É claro que essas cenas não são, não podem ser, retratos fiéis do que realmente aconteceu. O que me faz desconfiar disso tudo é a recordação que tenho do funeral do meu avô. É uma palavra meio pomposa, funeral, mas que condiz com a grandiosidade do evento que acompanhei pela tevê. Lembro das pessoas segurando bandeirinhas, chorosas. Lembro do imenso carro preto que levava o caixão. Lembro dos batedores e suas motocas enfileiradas. Lembro de comentar na escola no dia seguinte que o enterro do meu avô tinha sido televisionado – e das outras crianças rindo alto e me dando uns sopapos na cabeça.
Só em 2017 decifrei o enigma. Eu estava no Cemitério do Caju para o velório da minha avó, que sobreviveu trinta e poucos anos ao marido. Eles tinham comprado uma tumba que parcelaram em 120 prestações – a única escritura de compra e venda que ela assinou na vida. Enquanto teve saúde, minha avó ia uma vez por mês ao Cemitério do Caju e passava Perfex nas fotos dos mortos, lavava o jazigo com água sanitária. Cuidava da sua propriedade. No dia do enterro, um dos coveiros disse que ainda se lembrava dela: “Uma senhorinha, baixolinha, cabeça toda branca?” Quando o caixão ia descendo, reparei numa placa com os dizeres Jazigo perpétuo da família Nicolau, e logo abaixo os nomes e as datas de nascimento e morte de quem está enterrado ali. Meu avô era, sempre vai ser – o jazigo é perpétuo – o morador mais antigo. Está ali desde 29 de março de 1985.

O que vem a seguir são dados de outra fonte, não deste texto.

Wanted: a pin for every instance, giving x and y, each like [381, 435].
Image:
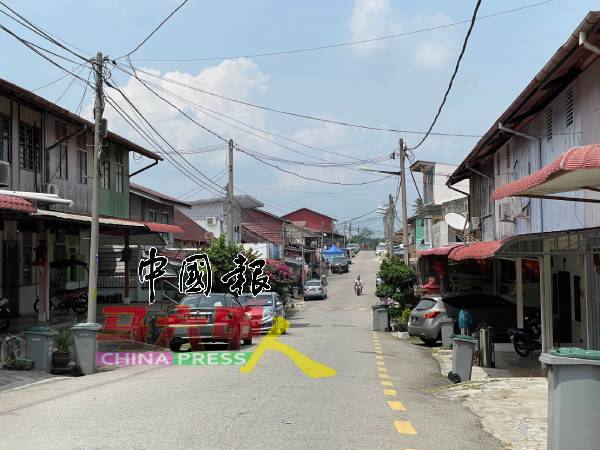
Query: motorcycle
[4, 314]
[358, 288]
[525, 340]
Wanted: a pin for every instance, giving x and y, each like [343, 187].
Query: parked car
[263, 308]
[355, 248]
[218, 318]
[339, 264]
[426, 318]
[315, 289]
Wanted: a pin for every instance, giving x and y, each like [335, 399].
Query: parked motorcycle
[525, 340]
[4, 314]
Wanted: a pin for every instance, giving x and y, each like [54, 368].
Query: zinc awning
[574, 170]
[476, 250]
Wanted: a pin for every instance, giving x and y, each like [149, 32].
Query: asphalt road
[378, 398]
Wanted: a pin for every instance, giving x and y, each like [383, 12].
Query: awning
[438, 251]
[476, 250]
[576, 169]
[16, 204]
[163, 227]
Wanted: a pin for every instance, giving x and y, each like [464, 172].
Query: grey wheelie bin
[462, 357]
[381, 318]
[573, 398]
[447, 330]
[38, 346]
[85, 346]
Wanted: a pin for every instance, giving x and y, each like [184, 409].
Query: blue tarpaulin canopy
[333, 251]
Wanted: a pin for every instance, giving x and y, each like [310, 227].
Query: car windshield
[425, 304]
[202, 301]
[259, 300]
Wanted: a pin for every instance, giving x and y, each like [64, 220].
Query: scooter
[4, 314]
[525, 340]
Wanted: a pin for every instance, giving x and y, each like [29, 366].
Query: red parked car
[218, 318]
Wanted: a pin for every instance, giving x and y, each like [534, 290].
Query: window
[569, 107]
[63, 162]
[119, 171]
[82, 166]
[4, 138]
[29, 146]
[548, 124]
[105, 181]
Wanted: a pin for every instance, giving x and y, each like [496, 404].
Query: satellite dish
[456, 221]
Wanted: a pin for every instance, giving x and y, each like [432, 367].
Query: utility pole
[404, 209]
[230, 236]
[95, 228]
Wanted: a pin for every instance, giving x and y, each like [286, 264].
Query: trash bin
[573, 398]
[447, 330]
[381, 318]
[462, 357]
[85, 346]
[38, 346]
[487, 355]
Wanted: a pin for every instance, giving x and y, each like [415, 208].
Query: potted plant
[62, 343]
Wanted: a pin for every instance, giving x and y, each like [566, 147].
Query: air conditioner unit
[48, 188]
[4, 173]
[505, 212]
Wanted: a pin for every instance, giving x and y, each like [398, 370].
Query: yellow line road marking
[404, 427]
[396, 405]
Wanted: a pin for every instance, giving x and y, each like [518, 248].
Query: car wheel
[234, 342]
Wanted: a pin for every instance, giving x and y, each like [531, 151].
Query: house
[543, 247]
[438, 200]
[45, 149]
[211, 214]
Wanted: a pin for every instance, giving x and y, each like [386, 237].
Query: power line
[343, 44]
[456, 67]
[154, 30]
[298, 115]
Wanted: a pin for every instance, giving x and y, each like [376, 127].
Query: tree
[397, 280]
[221, 255]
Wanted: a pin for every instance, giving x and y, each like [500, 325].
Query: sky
[396, 83]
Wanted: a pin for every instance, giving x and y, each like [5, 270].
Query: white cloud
[374, 18]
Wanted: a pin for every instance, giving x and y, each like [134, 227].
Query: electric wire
[344, 44]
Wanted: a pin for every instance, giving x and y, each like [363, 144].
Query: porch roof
[16, 204]
[576, 169]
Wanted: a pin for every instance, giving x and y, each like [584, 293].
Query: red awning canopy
[576, 169]
[476, 250]
[438, 251]
[163, 227]
[16, 204]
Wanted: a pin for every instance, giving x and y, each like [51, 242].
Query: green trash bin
[38, 347]
[573, 398]
[84, 335]
[462, 357]
[381, 318]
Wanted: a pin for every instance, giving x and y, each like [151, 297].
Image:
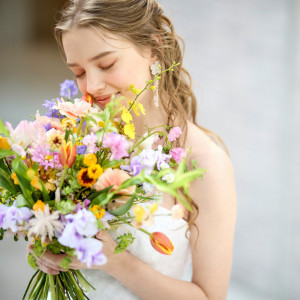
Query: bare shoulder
[217, 184]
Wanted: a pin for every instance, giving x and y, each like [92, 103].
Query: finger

Faço as contas, checo no Google. Meu avô infartou três semanas antes da morte do Tancredo Neves. O que acompanhei na tevê foi o enterro do presidente, e não do meu avô – o enterro que parou o país na mesma época que, lá em casa, vivíamos o luto pelo desaparecimento repentino do supridor da família. Aos 7 anos e 10 meses de idade, foi o modo que encontrei de assimilar aquelas imagens que se desenrolavam diante de mim, foi como dei algum sentido a essa coisa absurda que é a morte: transformando a minha dor de menino, difícil de traduzir em palavras, em um sentimento aglutinador, algo que não estava fechado dentro de mim ou que era restrito a meus familiares. Havia muito mais gente com saudade do “velho Nicolau”, um país inteiro, e essas pessoas sofriam de modo até mais intenso que eu. Isso deve ter me apaziguado um pouco – foi algo para minha dor.
Só na semana passada, pouco antes de começar este ensaio, é que fui ler A History of Books. As ideias de Murnane sobre a leitura e a escrita estão todas ali: ele não tem receio das repetições, faz delas um recurso, uma de suas marcas. Dos livros dele que li, acho que é o mais maníaco, o mais complexo. Talvez seja o meu preferido. Mas quando eu for pensar em A History of Books daqui a alguns anos, quando ele se cristalizar numa paisagem de leitura, acho que o que vai vir à tona será um pensamento que me veio enquanto eu folheava o livro, antes mesmo de ler a primeira frase. O livro é desproporcional nas suas medidas – alto e gordo, as letras muito grandes – porque foi concebido para pessoas com algum tipo de dificuldade de leitura, inclusive pessoas com baixa visão. Está nos créditos, não é uma dedução que faço. Meu amigo não fazia ideia disso quando me presenteou com o livro, também não me passou pela cabeça. O pensamento que me veio, e não sei bem o que fazer com ele, é que aquele era um livro que meu avô conseguiria ler.